I act on instincts. I can’t read an instruction manual to learn how to build something. I like to splay the pieces out on the floor and put them together where I think they make sense and use the instruction manual as a reference when I get stumped. This has been a fundamental foundation of who I am. My company’s fundamental foundation looks like this: We develop products that provide value to our end user and our vendors and we monetize that relationship through affiliate marketing.

What does that preface have to do with this post? Who I am has ultimately sculpted a large portion of who my company is. My instinctual nature by definition makes me think outside of the box, because I don’t look to even realize that a box exists. My core wants to provide a product with lasting value so that it can be improved, enhanced and capture loyal customers. Most of the advice I see or hear about affiliate marketing involves some variation of “content is king” and “SEO”. I get so tired of seeing those tenants that I felt compelled to write this post.

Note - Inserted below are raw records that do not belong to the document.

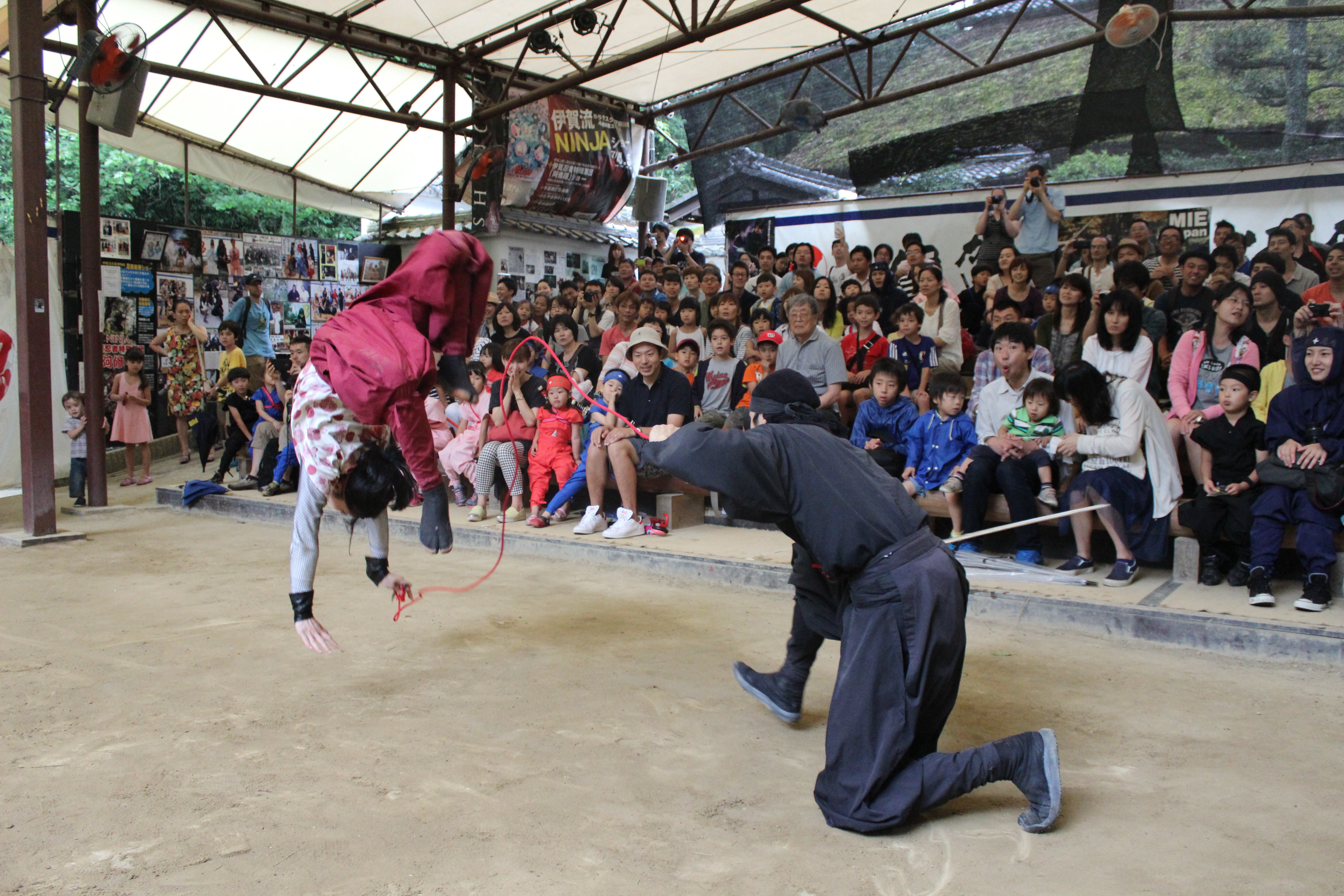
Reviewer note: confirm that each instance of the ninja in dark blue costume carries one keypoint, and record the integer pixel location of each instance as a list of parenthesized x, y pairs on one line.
[(1306, 429), (869, 574)]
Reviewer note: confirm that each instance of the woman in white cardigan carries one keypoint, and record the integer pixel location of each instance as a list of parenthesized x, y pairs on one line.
[(1119, 346), (1131, 467)]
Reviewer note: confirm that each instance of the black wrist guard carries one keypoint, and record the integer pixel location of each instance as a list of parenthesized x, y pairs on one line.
[(303, 604), (377, 569)]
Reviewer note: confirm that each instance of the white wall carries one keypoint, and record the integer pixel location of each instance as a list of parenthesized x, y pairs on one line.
[(1253, 199)]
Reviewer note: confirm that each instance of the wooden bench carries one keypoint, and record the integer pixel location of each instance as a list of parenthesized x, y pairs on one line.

I am not saying those two things need to be completely ignored, as many people make a terrific living concentrating on those two sayings. But I see far too much one size fits all advice and herd mentality in the poker affiliate industry. I am here to say that content is king and seo being the only way to make a living in affiliate marketing is crap. I have developed multiple websites, including an affiliate network, that, combined, have over 250,000 registered users and 10 employees. I have been one of the top 5 poker affiliate marketers over the past 4 years. This may scare people to know: although I use content to explain what our websites are doing, I didn’t employ one SEO type tactic on my sites until late last year. We made a hire to help with content. However, I still prefer that his role isn’t writing content for SEO friendliness that no one reads. I don’t care that it may help with the SERPs. The idea of doing something that no one will read or use and only exists for a robot to find is preposterous to me.

After saying all that, please reference my statement regarding my company’s fundamental foundation, defining our against the grain focus.

I have a core problem with writing content to beat the search engine at its search functionality. It seems very disingenuous to me. I am here to tell you content is not king and SEO is not nearly as important as you think in Internet marketing.